A iniciativa foi resultado de uma parceria entre o Cartório da 61ª Zona Eleitoral e as Prefeituras Municipais, que disponibilizaram transportes para moradores e moradoras de comunidades rurais e atendentes para auxiliar nos mutirões. Em ambos os locais, os mutirões ocorreram na sede do Centro de Referência em Assistência Social (CRAS). 

 

Em Nova Lacerda, foram feitos 165 atendimentos, dos quais 67 foram alistamentos (confecção do 1º título), 55 revisões e 43 transferências de domicílio eleitoral.
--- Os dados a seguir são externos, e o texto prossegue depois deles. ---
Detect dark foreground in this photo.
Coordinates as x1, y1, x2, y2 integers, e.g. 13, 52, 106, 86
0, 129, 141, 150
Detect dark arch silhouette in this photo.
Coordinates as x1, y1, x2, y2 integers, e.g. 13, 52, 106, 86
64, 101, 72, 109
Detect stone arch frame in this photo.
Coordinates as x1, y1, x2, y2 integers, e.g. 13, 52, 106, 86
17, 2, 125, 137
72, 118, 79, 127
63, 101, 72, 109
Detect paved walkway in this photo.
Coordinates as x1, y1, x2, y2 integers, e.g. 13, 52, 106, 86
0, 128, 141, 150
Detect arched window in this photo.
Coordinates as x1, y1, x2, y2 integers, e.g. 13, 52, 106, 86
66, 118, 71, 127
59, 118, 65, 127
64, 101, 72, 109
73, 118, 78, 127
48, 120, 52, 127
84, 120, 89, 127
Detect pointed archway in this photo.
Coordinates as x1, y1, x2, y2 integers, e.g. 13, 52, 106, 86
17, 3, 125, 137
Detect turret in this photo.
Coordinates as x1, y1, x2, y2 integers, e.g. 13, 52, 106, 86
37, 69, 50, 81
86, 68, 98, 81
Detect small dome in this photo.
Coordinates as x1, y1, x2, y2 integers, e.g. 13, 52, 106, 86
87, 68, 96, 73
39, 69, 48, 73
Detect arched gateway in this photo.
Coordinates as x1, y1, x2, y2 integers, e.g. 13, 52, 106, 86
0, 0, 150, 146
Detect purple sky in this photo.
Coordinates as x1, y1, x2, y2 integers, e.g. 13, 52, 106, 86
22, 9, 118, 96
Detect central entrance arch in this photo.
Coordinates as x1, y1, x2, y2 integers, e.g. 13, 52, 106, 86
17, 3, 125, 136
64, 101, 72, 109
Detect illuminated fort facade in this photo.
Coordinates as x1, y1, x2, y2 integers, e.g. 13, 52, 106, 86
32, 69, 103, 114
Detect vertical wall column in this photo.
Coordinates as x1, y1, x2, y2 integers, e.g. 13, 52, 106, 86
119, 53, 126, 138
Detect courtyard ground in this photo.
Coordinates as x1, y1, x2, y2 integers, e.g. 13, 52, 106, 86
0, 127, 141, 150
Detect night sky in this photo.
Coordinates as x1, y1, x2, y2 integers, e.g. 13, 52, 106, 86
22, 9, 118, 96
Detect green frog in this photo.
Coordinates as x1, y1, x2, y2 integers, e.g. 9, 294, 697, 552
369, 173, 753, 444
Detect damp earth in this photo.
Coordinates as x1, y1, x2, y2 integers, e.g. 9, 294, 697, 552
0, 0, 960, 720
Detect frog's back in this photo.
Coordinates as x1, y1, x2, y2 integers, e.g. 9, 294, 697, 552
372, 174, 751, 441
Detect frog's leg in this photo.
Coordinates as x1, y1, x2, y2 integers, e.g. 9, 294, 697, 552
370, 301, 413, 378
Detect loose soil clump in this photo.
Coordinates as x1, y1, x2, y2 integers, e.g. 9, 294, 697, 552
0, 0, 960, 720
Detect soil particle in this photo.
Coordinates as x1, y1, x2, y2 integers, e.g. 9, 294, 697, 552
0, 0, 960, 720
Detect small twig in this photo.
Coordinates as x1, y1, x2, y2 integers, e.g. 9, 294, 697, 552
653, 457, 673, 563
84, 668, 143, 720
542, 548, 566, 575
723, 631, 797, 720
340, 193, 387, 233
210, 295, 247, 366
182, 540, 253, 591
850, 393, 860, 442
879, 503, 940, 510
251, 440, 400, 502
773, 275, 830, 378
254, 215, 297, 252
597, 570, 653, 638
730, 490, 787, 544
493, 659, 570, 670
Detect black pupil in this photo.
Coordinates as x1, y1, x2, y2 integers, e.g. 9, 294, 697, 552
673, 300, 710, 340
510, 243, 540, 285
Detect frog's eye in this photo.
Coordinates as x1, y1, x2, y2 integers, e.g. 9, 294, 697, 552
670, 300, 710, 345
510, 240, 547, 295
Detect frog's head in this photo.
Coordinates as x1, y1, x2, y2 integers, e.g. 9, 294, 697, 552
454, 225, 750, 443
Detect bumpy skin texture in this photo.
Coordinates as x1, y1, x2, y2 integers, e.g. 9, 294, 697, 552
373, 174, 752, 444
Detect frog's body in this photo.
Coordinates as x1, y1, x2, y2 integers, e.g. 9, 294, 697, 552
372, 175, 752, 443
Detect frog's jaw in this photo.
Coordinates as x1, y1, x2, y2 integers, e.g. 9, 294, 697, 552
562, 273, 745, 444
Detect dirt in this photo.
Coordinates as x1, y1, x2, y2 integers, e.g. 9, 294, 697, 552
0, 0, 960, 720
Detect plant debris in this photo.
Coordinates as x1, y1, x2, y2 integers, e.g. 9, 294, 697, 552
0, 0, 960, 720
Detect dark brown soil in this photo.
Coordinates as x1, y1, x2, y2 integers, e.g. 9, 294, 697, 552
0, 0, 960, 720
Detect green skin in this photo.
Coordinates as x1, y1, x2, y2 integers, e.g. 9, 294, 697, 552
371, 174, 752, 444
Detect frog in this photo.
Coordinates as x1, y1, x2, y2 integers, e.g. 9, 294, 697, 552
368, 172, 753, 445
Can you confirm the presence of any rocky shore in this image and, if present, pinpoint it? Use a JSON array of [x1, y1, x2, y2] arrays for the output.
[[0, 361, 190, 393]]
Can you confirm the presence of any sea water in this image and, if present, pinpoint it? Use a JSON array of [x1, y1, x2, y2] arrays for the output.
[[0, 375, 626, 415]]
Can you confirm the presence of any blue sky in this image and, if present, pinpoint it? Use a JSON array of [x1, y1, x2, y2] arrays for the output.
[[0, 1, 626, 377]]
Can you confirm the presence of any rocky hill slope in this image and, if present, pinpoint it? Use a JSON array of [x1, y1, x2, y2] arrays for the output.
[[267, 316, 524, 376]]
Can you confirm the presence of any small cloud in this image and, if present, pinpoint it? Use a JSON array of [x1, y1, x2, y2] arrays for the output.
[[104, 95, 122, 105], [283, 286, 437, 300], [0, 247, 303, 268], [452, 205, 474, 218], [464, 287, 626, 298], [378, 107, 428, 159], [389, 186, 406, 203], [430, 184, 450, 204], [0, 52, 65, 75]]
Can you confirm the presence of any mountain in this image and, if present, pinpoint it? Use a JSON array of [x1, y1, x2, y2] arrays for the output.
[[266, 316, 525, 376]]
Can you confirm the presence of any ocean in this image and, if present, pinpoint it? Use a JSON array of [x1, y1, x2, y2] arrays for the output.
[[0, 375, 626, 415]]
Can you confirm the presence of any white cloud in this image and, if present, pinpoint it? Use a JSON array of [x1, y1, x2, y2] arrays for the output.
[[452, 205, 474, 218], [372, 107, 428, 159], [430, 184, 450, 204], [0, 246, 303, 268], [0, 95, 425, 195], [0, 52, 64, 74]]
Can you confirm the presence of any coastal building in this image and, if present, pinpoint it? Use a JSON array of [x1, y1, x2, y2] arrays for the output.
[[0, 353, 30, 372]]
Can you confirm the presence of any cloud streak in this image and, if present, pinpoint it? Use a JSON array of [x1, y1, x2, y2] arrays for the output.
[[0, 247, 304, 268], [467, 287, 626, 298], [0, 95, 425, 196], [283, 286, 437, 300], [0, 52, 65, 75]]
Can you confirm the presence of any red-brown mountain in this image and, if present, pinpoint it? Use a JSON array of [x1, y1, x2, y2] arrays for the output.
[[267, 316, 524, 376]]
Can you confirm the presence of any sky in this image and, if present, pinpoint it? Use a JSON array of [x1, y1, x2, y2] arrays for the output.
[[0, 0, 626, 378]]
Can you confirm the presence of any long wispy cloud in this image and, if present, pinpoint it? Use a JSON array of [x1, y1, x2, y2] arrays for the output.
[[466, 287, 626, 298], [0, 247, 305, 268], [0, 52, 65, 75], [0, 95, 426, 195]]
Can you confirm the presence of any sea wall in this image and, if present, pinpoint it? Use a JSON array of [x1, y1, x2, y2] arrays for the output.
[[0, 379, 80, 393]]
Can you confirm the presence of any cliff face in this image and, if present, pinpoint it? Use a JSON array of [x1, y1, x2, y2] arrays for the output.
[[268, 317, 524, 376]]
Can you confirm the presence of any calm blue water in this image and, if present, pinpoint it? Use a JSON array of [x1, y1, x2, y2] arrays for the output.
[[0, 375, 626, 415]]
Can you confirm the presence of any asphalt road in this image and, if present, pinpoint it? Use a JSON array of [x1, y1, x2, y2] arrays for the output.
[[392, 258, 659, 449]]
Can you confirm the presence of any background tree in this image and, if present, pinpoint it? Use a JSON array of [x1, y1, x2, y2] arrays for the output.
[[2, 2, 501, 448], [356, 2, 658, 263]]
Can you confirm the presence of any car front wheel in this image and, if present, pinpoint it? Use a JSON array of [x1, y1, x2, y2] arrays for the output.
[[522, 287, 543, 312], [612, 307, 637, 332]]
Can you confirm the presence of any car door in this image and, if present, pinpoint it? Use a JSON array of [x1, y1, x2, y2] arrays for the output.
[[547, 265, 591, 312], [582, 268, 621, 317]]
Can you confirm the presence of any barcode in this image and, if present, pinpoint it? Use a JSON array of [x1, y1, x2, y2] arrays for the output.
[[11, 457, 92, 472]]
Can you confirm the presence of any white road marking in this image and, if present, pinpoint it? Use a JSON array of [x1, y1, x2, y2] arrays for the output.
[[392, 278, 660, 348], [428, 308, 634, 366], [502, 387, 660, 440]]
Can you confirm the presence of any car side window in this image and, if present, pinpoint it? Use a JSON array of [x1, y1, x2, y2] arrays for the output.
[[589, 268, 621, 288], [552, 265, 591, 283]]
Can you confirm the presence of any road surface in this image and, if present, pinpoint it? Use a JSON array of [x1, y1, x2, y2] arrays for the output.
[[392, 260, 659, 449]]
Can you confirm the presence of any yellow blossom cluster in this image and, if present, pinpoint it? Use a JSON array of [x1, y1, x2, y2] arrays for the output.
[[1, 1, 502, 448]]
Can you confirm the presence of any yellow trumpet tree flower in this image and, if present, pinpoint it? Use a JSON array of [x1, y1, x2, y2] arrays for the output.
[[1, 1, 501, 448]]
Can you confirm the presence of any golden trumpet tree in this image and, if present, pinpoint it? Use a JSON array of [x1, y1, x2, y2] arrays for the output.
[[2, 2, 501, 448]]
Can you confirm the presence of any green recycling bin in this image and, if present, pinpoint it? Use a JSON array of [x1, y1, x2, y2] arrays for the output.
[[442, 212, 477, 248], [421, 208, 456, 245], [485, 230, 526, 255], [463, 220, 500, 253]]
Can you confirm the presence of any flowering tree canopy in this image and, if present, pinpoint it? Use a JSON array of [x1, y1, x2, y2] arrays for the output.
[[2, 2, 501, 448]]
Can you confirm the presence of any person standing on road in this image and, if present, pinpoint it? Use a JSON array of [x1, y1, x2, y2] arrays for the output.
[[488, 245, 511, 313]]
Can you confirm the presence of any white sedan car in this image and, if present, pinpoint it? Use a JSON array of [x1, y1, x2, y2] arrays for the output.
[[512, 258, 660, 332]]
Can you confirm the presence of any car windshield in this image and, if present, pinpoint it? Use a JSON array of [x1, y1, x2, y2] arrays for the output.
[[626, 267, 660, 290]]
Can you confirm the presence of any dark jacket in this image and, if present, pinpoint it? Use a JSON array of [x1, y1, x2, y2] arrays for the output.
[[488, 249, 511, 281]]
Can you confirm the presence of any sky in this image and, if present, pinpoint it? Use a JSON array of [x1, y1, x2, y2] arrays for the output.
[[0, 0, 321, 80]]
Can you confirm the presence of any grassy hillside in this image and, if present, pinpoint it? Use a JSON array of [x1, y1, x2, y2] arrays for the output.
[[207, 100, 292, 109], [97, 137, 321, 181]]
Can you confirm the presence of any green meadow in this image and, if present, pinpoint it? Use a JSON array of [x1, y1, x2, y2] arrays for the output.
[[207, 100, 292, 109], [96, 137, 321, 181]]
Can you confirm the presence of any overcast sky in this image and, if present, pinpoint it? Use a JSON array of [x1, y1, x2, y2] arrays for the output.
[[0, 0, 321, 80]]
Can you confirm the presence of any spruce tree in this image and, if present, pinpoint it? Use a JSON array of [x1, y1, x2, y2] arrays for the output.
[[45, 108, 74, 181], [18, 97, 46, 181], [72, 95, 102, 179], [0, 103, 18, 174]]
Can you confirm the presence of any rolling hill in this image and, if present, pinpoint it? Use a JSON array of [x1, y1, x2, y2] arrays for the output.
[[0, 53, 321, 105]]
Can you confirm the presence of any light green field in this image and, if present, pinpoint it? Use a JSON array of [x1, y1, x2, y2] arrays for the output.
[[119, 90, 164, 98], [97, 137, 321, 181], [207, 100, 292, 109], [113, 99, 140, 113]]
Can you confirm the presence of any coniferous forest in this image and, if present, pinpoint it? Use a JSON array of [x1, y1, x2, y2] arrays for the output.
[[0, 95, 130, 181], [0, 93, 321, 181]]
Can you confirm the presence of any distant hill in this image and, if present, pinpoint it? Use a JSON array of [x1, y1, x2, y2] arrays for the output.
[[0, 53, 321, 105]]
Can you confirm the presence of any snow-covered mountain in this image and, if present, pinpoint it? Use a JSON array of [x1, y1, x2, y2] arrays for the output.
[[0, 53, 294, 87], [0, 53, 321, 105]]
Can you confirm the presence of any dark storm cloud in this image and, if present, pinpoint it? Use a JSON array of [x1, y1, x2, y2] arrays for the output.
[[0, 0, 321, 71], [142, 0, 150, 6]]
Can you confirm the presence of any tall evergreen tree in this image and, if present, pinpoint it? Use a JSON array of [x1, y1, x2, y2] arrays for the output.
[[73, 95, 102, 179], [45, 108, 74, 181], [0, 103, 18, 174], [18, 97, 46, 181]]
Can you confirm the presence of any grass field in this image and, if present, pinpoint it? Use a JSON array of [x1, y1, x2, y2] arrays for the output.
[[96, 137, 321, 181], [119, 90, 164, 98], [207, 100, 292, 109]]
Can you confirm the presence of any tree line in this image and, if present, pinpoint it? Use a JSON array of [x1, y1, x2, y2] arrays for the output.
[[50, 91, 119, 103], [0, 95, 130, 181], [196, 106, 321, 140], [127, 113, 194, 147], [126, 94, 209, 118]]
Já em Conquista D’Oeste, o total de serviços oferecidos foi de 162, sendo 90 revisões, 37 alistamentos e 35 transferências de domicílio.  

 

Segundo o chefe em substituição do Cartório da 61ª Zona Eleitoral, Walter Figueirêdo Costa Neto, para esses mutirões foram levados seis kits biométricos e servidores da Justiça Eleitoral e da Prefeitura Municipal. Cada kit eleitoral é formado por computador portátil, scanner para coleta da biometria, câmera digital, pad para assinatura e cases para cenário e para o transporte de equipamentos. Os kits são padronizados pelo Tribunal Superior Eleitoral (TSE).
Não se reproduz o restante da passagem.